“不行!完全不行!”
趙雲瀾率先撤回靈力,臉色難看至極,額角甚至滲出了細密的汗珠。
“這魔氣的品質太高,其本質層次遠非我等靈力可比。”
“我們的力量對它而言,如同溪流試圖沖刷萬年玄冰,不僅絲毫無用,反而有被其凍結、吞噬的危險!”
趙雲鶴憂心忡忡地介麵,看著寒玉床上臉色越來越青黑、氣息愈發微弱的趙雲汐:
“照此下去,四妹她……恐怕最多再撐兩三個時辰,就會被魔氣徹底侵蝕神智,同化肉身,淪為隻知殺戮、冇有理智的魔物!屆時……”
趙雲海的聲音帶著一絲不易察覺的恐懼,說出了所有人最擔心的事情:
“更可怕的是,若這魔氣在四姐體內吞噬了足夠的靈氣後失控爆發,或者她徹底魔化後失去理智,本能地驅使魔氣擴散開來,侵染其他弟子……那我趙家數百年的基業,恐怕頃刻間就會毀於一旦,生靈塗炭!”

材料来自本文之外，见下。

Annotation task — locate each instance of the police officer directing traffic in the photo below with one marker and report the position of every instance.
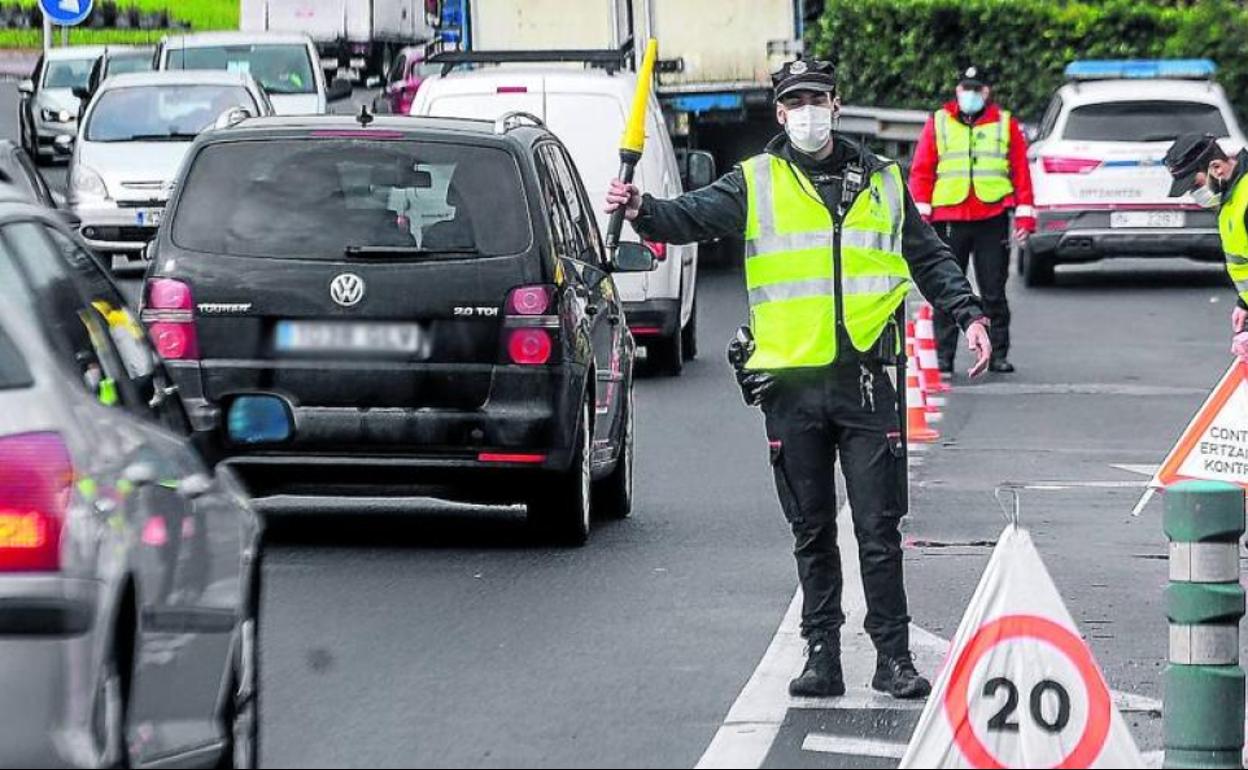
(1199, 166)
(833, 246)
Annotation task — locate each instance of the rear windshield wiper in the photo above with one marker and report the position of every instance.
(157, 137)
(406, 251)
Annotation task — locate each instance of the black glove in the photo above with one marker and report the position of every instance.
(754, 386)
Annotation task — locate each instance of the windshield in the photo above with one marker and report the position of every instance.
(68, 74)
(322, 199)
(120, 64)
(156, 112)
(1143, 121)
(281, 69)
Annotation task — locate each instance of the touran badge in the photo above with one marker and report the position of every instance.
(347, 290)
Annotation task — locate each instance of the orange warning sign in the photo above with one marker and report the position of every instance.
(1214, 446)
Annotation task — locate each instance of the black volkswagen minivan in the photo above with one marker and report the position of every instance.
(429, 298)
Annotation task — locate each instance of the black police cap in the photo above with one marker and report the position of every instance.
(974, 77)
(1189, 155)
(804, 75)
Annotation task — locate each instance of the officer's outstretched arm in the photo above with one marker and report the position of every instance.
(715, 211)
(935, 270)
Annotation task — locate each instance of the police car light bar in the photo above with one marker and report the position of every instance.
(1116, 69)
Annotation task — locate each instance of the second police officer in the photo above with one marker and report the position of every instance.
(833, 246)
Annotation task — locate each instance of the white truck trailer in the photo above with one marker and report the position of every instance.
(355, 38)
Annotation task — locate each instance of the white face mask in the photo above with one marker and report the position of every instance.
(1206, 197)
(809, 127)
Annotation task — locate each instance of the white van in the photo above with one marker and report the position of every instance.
(588, 109)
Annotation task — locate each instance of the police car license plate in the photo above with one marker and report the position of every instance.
(149, 217)
(1147, 219)
(347, 337)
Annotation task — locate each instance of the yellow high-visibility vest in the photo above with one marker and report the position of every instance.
(1234, 238)
(971, 156)
(790, 266)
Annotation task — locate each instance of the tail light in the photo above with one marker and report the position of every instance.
(170, 318)
(36, 477)
(1053, 164)
(531, 326)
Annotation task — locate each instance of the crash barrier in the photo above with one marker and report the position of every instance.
(1203, 720)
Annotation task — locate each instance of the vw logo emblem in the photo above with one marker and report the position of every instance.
(347, 290)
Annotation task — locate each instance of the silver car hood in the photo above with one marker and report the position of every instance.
(134, 171)
(297, 104)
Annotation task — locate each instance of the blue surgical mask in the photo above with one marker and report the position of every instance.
(970, 102)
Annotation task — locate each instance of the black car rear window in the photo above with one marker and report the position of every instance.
(320, 199)
(1143, 121)
(13, 367)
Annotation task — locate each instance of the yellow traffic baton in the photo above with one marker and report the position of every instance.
(633, 142)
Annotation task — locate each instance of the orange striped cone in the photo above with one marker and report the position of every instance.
(916, 363)
(926, 336)
(917, 431)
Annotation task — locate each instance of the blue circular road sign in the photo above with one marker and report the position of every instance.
(66, 13)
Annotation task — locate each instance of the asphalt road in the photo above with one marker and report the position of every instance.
(424, 634)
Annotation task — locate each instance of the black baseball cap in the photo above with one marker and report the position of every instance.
(1189, 155)
(974, 77)
(804, 75)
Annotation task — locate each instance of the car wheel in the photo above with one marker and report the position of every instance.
(109, 718)
(614, 494)
(690, 333)
(240, 715)
(562, 512)
(1037, 270)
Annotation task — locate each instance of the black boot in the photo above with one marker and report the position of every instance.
(899, 678)
(823, 677)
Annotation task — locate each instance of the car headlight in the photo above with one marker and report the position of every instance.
(56, 116)
(86, 182)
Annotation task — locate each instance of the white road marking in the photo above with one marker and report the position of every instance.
(754, 721)
(854, 746)
(1150, 471)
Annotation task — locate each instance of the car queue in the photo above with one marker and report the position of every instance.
(338, 305)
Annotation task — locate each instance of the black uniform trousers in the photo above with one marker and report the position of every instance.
(989, 240)
(811, 417)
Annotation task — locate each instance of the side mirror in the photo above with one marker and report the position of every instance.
(258, 418)
(71, 220)
(633, 257)
(700, 169)
(338, 90)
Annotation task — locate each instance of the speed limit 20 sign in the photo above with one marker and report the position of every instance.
(1021, 688)
(1046, 700)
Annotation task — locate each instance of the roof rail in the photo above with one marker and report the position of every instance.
(516, 119)
(1141, 69)
(612, 60)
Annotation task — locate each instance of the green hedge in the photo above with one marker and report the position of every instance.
(907, 53)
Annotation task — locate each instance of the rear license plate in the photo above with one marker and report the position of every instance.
(1147, 219)
(347, 337)
(149, 217)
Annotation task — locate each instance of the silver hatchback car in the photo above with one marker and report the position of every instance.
(127, 565)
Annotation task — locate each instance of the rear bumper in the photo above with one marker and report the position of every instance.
(653, 318)
(48, 665)
(114, 230)
(529, 412)
(1087, 236)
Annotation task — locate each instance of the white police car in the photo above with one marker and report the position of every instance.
(1096, 164)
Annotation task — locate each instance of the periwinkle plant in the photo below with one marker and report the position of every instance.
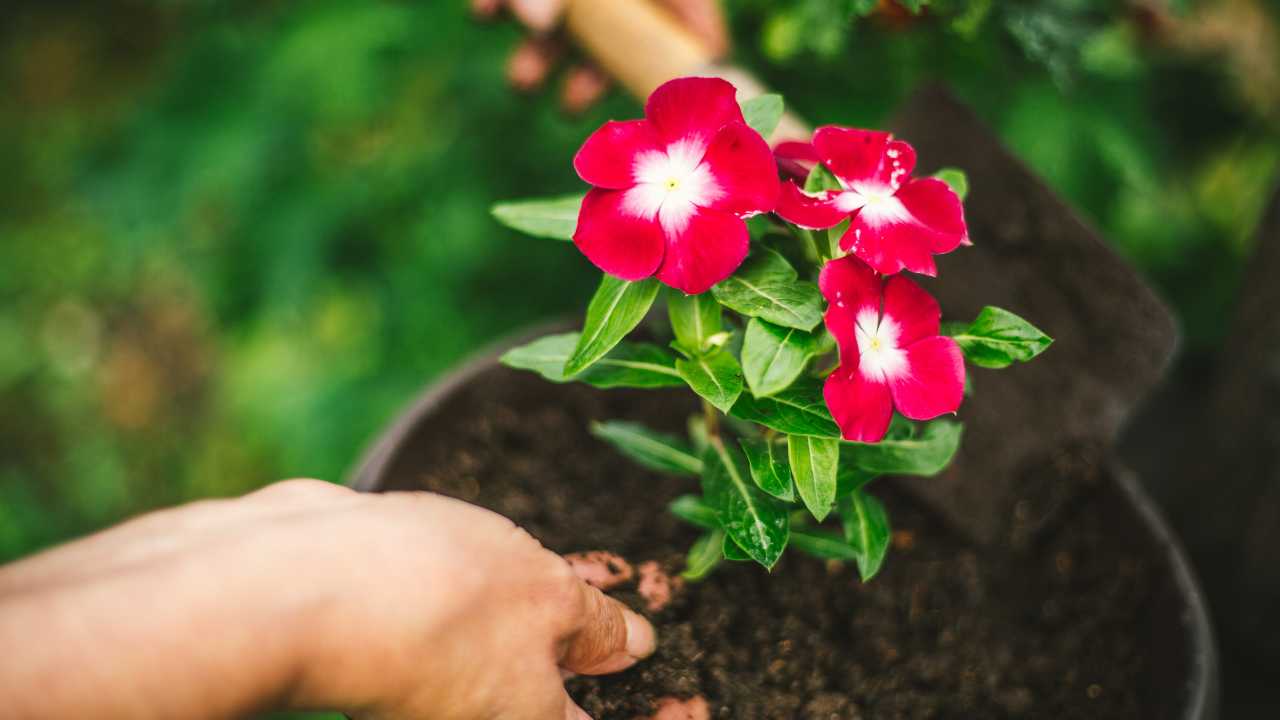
(809, 390)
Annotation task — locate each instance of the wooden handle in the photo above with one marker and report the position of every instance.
(643, 46)
(635, 41)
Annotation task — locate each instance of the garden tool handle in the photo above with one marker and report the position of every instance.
(643, 46)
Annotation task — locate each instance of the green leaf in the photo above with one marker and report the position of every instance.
(704, 555)
(821, 178)
(650, 449)
(999, 338)
(766, 287)
(799, 410)
(616, 309)
(695, 319)
(762, 113)
(769, 468)
(693, 510)
(813, 464)
(955, 178)
(629, 364)
(696, 425)
(867, 531)
(734, 551)
(553, 218)
(819, 543)
(773, 356)
(850, 477)
(755, 522)
(927, 454)
(717, 378)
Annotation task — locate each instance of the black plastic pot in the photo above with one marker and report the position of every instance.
(1182, 679)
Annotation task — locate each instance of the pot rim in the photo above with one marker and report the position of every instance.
(1202, 682)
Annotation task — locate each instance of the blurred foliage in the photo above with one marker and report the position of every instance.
(238, 236)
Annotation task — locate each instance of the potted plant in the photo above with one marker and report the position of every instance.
(748, 529)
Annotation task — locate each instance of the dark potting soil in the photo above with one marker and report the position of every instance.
(945, 630)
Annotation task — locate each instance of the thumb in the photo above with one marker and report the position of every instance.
(607, 636)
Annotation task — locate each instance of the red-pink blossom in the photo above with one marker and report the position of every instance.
(895, 220)
(671, 190)
(891, 355)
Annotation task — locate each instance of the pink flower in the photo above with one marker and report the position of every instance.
(671, 190)
(891, 355)
(894, 220)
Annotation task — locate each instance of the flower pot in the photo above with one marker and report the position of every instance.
(1098, 618)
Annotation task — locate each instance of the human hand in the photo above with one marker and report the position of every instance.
(584, 83)
(307, 595)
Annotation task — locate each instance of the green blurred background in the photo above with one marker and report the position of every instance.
(237, 236)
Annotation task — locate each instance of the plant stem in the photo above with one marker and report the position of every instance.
(711, 418)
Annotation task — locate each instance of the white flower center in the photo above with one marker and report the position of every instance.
(877, 205)
(881, 359)
(671, 185)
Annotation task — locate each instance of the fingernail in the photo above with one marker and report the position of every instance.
(640, 636)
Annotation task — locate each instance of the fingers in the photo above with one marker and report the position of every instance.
(608, 637)
(584, 85)
(705, 19)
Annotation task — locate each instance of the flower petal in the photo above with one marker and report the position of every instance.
(937, 209)
(850, 288)
(862, 408)
(608, 156)
(801, 209)
(707, 250)
(933, 383)
(693, 108)
(915, 311)
(890, 246)
(616, 240)
(744, 169)
(795, 159)
(864, 158)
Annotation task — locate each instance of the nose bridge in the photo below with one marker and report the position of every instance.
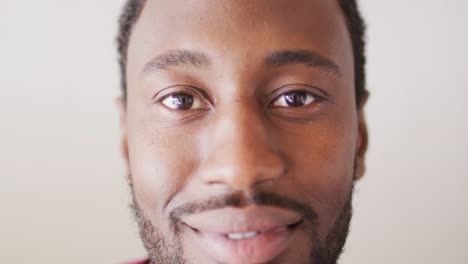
(240, 152)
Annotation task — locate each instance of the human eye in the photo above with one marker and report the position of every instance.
(294, 99)
(182, 101)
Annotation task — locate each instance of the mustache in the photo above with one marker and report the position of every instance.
(239, 200)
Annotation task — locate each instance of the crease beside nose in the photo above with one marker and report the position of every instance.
(241, 154)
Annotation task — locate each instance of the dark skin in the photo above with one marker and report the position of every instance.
(236, 98)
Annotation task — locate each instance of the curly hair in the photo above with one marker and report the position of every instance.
(355, 23)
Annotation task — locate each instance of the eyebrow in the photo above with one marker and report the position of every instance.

此言一出,所有長老都陷入了死一般的沉默。拯救趙雲汐固然是手足情深,但整個家族的存續安危,更是他們無法推卸、重如泰山的責任。兩相權衡,答案似乎已經註定。
在一片壓抑的寂靜中,趙雲瀾臉上肌肉抽搐,最終一字一頓地做出了決定:“為今之計,為了家族存續,隻有一個辦法了。請老祖出關!”
而就在趙家幾位最高決策者麵對魔氣束手無策、甚至準備驚動閉關老祖的同一時間,那縷潛入趙雲汐體內的、屬於賀蕭逸的魂力,正經曆著前所未有的凶險考驗。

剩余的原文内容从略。